Samples (50 µL) were introduced into the mass spectrometer via reversed-phase HPLC. Ion suppression at the retention time of the analyte and IS was <10%, and corrected for by use of a labeled IS. DHT was separated, at ambient temperature, on a Phenomenex Aqua analytical column (250 x 4.6 mm, 5-µm particle size), protected by a guard column (Phenomenex SecurityGuard C₁₈ ODS; 4 x 3.0 mm). Solvent A consisted of 50 mmol/L acetic acid, adjusted to pH 4.0 with 25% ammonia, and solvent B consisted of 100% methanol. Elution was performed at a flow rate of 1 mL/min with a linear gradient of 0–5 min, 75% solvent A to 50% solvent A; 5–5.1 min, 50% solvent A to 75% solvent A, and equilibration with 75% solvent A from 5.1 to 10 min. A splitter between the HPLC column and the mass spectrometer was used to introduce the eluent into the mass spectrometer at a flow rate of 50 µL/min. The eluent from 2.5 to 6 min was introduced into the mass spectrometer with an electronically operated valve. A TSQ Quantum AM tandem mass spectrometer (ThermoFinnigan) was used in the positive electrospray ionization mode. We used nitrogen as the sheath gas, the collision gas was argon, the cell pressure 0.13 Pa, capillary temperature was 350 °C, and the spray voltage was maintained at 4.0 kV. Multiple-reaction monitoring was used to detect DHT and ²H₆-DHT, using the specific m/z transitions of 12969 and 13574, respectively (9) (see Fig. 2 in the online Data Supplement). The collision energy for both compounds was optimized at 18 eV. The calibration curve of DHT standards prepared in water was linear from 0.42 µmol/L up to 100 µmol/L (R² = 0.998). The concentration of DHT in each unknown sample was calculated by comparing the DHT/IS area ratio for the sample to the DHT/IS area ratio for a single 25 µmol/L calibrator.

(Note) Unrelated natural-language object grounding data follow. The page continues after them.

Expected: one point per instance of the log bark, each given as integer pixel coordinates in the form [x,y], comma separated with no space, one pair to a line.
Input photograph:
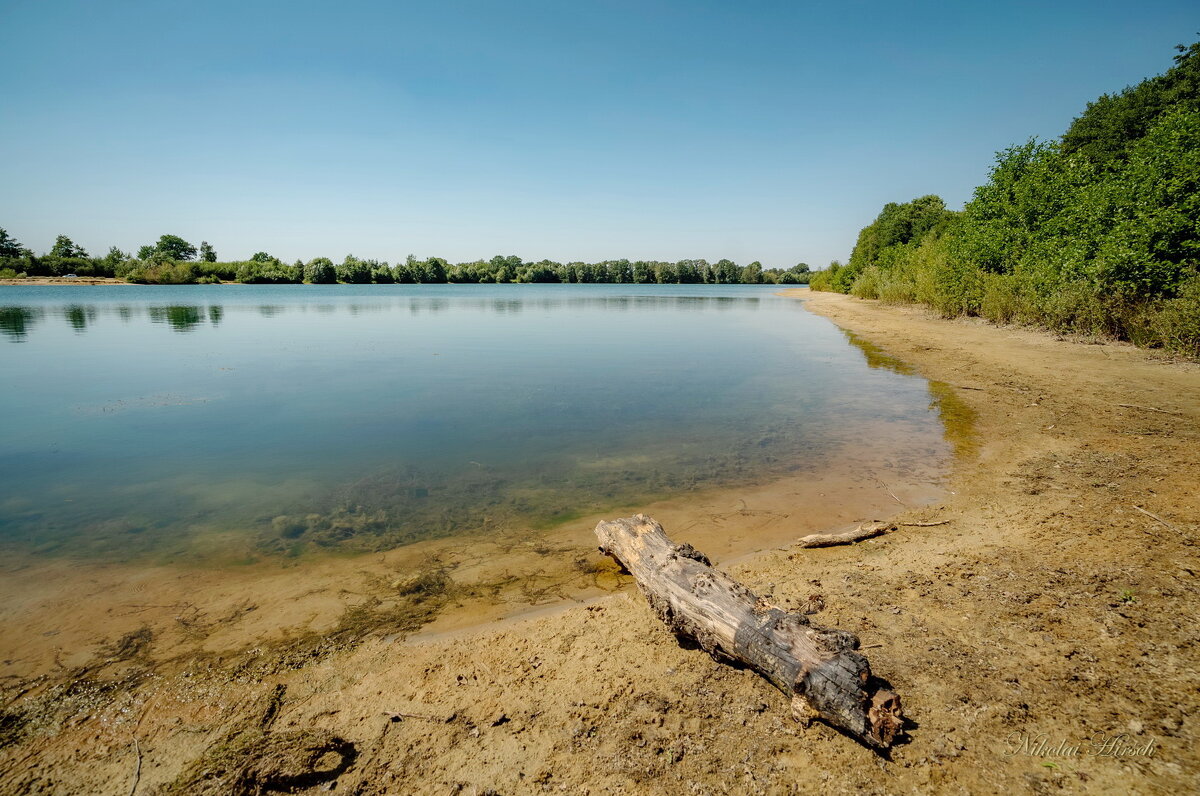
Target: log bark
[819,668]
[865,531]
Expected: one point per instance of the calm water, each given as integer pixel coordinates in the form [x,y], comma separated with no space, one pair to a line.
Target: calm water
[282,419]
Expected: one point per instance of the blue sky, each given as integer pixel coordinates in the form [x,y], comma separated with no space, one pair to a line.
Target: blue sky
[767,131]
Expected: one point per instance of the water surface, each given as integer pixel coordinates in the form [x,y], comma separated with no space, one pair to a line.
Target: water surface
[232,422]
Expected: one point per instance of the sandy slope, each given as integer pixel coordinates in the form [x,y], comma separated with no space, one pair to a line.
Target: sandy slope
[1049,606]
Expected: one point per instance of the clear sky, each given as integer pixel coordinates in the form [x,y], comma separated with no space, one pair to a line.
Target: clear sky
[562,130]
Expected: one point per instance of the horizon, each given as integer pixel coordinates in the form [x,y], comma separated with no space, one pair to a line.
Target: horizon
[609,132]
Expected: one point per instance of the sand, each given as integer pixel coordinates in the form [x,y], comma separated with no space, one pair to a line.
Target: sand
[1045,639]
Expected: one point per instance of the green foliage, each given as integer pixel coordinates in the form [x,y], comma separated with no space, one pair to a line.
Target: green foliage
[64,249]
[10,247]
[161,270]
[1097,233]
[174,247]
[1103,133]
[319,270]
[269,271]
[353,270]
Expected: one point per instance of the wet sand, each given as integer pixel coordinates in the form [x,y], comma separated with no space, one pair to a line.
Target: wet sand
[1057,605]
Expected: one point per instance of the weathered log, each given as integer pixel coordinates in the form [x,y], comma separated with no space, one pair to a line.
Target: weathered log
[865,531]
[816,666]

The DPD assay was observed to be linear, with reaction times up to 3 h and protein concentrations between 0.1 and 1 g/L (see Fig. 3 in the online Data Supplement). The HPLC-MS/MS chromatogram of a reaction mixture showed the identification of DHT and the IS ²H₆-DHT (see Fig. 4 in the online Data Supplement). The retention time of DHT and ²H₆-DHT was 4.3 min, and the concentration of DHT (3.1 µmol/L) produced by DPD from PBMC, corresponding with a specific activity of 3.1 nmol/mg/h, was readily detectable.

The intraassay and interassay variations of the analysis of DHT, added to a reaction mixture at low, normal, and high concentrations, ranged from 1.0% to 3.2% and from 1.7% to 4.7%, respectively (Table 1 ). In addition, an excellent apparent recovery was observed for the detection of DHT (Table 1 ). Furthermore, the intraassay and interassay variations of the entire procedure for measuring DPD activity by HPLC-MS/MS, including the analysis of the protein concentrations, were <7%. Thus, the precision and apparent recovery of the HPLC-MS/MS procedure were comparable to those observed for assays using radiolabeled substrates or nonradiolabeled 5FU (4)(5)(6)(7). The detection limit for 5,6-DHT in the HPLC-MS/MS system, defined as a signal-to-noise ratio of 3, was 0.6 ng (5 pmol). The detection limit for 5,6-DHT in a sample, defined as a signal-to-noise ratio of 3, was 16 µg/L (0.13 µmol/L), which corresponds to a DPD activity of 0.13 nmol/mg/h. The limit of quantification (LOQ) for 5,6-DHT in a sample, defined as a signal-to-noise ratio of 10, was 54 µg/L (0.42 µmol/L), which corresponds to a DPD activity of 0.42 nmol/mg/h.

The DPD activity values [mean (SD)] in controls and individuals heterozygous for a mutation in the DPD gene (DPYD; dihydropyrimidine dehydrogenase) were 9.9 (2.8) nmol/mg/h and 4.8 (1.7) nmol/mg/h, respectively (10). To date, various threshold limits have been proposed for DPD activity to identify patients with a risk of developing severe 5FU-associated toxicity (1)(2). The most stringent threshold for DPD activity of patients at risk is the lower limit of the 95% distribution range of the DPD activity in the normal population, i.e., a DPD activity <4.4 nmol/mg/h. Thus, the lower LOQ of 0.42 nmol/mg/h for our HPLC-MS/MS procedure is sufficiently sensitive to identify patients at risk.

HPLC-MS/MS, with its high specificity obtained by using selective precursor-ionfragment-ion transitions, also enables the use of stable-isotope labeled ISs, allowing optimal compensation for losses during sample preparation and intensity fluctuations resulting from matrix effects. As a result, the HPLC-MS/MS based assay allows for a short run time and high precision and accuracy. The analysis time of the HPLC-MS/MS assay is considerably shorter than that of HPLC-ultraviolet procedures and those using radiolabeled substrates (4)(6)(7). In addition, the detection limit of the HPLC-MS/MS assay is 5 times lower than that of the reversed-phase HPLC-ultraviolet procedure, in which the product 5-fluorodihydrouracil is detected at 205 nm (4). Nevertheless, because of the superior sensitivity of radiochemical assays, the presence of a complete DPD deficiency can be established only with the DPD assays that use radiolabeled substrates (5)(6)(7).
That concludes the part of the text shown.